Conseguir estabilidad emocional es un hito psicológico al que deberías aspirar. Es poder alcanzar un meridiano interno desde el cual tienes mayor control de ti mismo y los altibajos dejan de aparecer con tanta frecuencia. En ese momento, tomas mejores decisiones y eres capaz de manejar los pequeños y grandes problemas con mayor solvencia.

Esta dimensión es clave para disfrutar de una mejor salud mental. Con tal fin, será de gran ayuda saber regular tus emociones de valencia negativa y poner límites a lo que te hace daño. Rodearte de personas respetuosas y practicar el autoconocimiento son cimientos que no pueden faltar en tu vida. A continuación, te proponemos profundizar en el tema.

«Las personas con habilidades emocionales bien desarrolladas también tienen más probabilidades de ser más felices y percibirse como más efectivas en sus desafíos cotidianos».

~ Daniel Goleman (Inteligencia emocional, 1995) ~

Claves para conseguir estabilidad emocional

Una persona con estabilidad emocional demuestra previsibilidad y coherencia en el manejo de sus estados internos. Esto no quiere decir que, cuando alcances esta habilidad, demuestres siempre una emocionalidad dominada por la positividad. En absoluto.

La presente dimensión es la que te permitirá lidiar con los golpes de la vida. Es la herramienta que evitará que los altibajos te conduzcan al abatimiento y que guardes la compostura en momentos de estrés.

Asimismo, una investigación publicada en Asia Pacific Journal of Management destaca su valor en el ámbito del trabajo y las organizaciones. Te explicamos cómo alcanzarla.

1. Aceptar tus emociones

¿Eres de los que suele bloquear, engullir y guardar bajo miles de capas psicológicas todas sus emociones difíciles? Si esta es una práctica habitual en ti, es momento de cambiarla.

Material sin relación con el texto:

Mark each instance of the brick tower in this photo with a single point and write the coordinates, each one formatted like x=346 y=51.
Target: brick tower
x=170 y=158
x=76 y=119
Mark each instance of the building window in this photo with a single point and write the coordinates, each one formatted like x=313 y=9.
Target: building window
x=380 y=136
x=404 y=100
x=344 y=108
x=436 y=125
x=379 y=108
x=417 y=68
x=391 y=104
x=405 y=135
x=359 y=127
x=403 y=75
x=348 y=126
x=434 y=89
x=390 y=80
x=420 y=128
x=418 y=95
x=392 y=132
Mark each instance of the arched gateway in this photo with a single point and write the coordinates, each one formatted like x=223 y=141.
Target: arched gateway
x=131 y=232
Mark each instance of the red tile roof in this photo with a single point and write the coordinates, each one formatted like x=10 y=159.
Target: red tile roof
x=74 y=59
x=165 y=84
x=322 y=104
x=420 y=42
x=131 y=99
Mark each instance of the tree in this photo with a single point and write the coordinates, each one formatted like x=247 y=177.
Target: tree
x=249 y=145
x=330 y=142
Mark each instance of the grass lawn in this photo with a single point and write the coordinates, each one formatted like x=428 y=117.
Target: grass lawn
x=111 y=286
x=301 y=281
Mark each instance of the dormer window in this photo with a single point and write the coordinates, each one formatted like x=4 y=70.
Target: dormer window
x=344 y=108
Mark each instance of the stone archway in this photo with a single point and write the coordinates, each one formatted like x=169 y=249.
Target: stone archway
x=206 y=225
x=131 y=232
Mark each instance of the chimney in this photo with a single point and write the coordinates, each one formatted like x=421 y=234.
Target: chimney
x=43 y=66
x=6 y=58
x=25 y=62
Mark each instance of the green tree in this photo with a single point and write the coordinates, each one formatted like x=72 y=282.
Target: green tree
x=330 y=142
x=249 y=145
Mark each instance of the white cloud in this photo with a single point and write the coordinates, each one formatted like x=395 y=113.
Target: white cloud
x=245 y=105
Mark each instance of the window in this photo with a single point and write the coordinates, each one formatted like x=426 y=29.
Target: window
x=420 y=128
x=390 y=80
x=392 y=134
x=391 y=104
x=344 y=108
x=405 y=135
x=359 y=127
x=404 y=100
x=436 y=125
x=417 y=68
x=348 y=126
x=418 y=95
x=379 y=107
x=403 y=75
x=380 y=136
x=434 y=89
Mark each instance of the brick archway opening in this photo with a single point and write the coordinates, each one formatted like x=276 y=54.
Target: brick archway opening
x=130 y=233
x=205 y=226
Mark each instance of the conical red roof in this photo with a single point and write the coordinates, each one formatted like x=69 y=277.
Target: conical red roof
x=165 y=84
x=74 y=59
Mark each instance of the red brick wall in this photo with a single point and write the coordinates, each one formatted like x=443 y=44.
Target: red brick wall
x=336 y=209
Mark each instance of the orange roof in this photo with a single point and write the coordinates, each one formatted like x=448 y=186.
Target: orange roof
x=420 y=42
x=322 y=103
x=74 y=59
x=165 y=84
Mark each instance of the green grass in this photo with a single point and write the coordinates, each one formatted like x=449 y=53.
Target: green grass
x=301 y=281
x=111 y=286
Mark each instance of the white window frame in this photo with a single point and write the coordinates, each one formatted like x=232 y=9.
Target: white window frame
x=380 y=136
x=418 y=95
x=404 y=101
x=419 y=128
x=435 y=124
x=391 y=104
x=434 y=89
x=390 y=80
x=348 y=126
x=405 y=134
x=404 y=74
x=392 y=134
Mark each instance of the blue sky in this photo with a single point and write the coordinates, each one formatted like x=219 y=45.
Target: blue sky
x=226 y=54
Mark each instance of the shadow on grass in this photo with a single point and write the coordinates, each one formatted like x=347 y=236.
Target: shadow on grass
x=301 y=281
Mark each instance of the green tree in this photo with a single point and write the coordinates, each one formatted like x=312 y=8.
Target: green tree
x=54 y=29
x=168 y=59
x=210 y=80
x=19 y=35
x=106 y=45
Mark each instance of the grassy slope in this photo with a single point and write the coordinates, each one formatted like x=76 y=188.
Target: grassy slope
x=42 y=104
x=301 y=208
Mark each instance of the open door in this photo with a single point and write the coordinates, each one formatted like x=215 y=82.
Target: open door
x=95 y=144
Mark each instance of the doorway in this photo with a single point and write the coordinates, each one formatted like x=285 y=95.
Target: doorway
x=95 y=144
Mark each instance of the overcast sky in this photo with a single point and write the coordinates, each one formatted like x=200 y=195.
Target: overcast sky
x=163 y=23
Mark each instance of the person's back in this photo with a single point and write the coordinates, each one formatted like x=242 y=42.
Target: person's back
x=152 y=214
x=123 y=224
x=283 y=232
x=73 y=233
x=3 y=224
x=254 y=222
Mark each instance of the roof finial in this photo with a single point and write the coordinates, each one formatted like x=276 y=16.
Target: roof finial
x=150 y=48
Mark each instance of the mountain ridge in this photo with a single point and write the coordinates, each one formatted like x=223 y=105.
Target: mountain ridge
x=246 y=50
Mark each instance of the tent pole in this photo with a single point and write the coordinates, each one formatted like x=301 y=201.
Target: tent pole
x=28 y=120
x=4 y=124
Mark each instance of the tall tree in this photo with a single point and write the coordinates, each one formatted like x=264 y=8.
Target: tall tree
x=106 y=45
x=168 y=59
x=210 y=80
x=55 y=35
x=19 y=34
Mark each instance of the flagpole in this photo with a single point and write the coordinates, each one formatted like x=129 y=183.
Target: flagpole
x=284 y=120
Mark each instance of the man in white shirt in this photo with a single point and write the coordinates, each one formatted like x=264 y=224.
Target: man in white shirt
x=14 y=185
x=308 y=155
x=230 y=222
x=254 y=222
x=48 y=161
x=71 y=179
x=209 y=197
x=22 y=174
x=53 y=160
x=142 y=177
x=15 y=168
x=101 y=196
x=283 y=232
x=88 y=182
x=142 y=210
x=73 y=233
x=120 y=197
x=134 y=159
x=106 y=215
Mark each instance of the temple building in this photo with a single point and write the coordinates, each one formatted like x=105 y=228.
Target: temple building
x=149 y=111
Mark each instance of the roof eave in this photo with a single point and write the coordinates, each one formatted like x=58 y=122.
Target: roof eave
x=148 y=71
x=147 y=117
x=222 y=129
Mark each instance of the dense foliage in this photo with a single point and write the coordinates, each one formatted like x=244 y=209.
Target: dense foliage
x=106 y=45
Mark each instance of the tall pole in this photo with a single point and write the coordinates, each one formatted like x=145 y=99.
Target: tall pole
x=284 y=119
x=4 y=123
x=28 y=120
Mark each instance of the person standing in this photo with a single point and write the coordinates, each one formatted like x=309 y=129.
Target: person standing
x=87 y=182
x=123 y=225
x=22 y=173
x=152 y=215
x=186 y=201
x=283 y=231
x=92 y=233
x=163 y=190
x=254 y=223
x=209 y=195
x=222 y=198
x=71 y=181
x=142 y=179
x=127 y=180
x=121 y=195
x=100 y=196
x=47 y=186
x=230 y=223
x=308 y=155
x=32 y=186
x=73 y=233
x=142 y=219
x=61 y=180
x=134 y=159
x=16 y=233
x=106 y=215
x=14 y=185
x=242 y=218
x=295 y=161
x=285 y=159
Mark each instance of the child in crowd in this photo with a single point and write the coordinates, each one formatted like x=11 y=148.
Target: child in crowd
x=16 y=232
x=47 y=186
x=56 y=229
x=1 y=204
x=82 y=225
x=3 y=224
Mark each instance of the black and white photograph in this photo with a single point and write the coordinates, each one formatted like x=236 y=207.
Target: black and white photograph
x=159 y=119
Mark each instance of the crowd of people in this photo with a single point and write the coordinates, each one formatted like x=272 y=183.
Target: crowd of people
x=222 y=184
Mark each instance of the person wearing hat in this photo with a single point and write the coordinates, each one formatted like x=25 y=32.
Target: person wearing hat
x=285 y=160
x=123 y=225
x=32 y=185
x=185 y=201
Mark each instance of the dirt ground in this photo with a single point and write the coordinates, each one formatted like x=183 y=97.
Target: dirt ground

Un artículo en Frontiers in Psychology señala que, a veces, hasta los factores situacionales median en que alguien opte o no por un afrontamiento activo de sus estados psicofisiológicos internos.

Ten siempre en cuenta que reprimir lo que sientes solo intensificará el malestar. Si deseas alcanzar una adecuada estabilidad en esta materia, es recomendable dejar espacio a cada emoción, nombrarla y regularla. Reconocer que algo va mal es el primer paso para abordar lo que te duele, te frustra o desespera. Toma nota de algunas cuestiones que ayudan:

  • «¿Qué emociones estoy sintiendo en este momento?».
  • «¿Cómo me afecta la tristeza, el miedo o la angustia?».
  • «¿Qué factores pueden estar detrás de esos estados?».
  • «¿Experimenté antes esta situación? ¿Cómo la manejé?».
  • «¿Qué puedo hacer para afrontar mejor estas emociones?».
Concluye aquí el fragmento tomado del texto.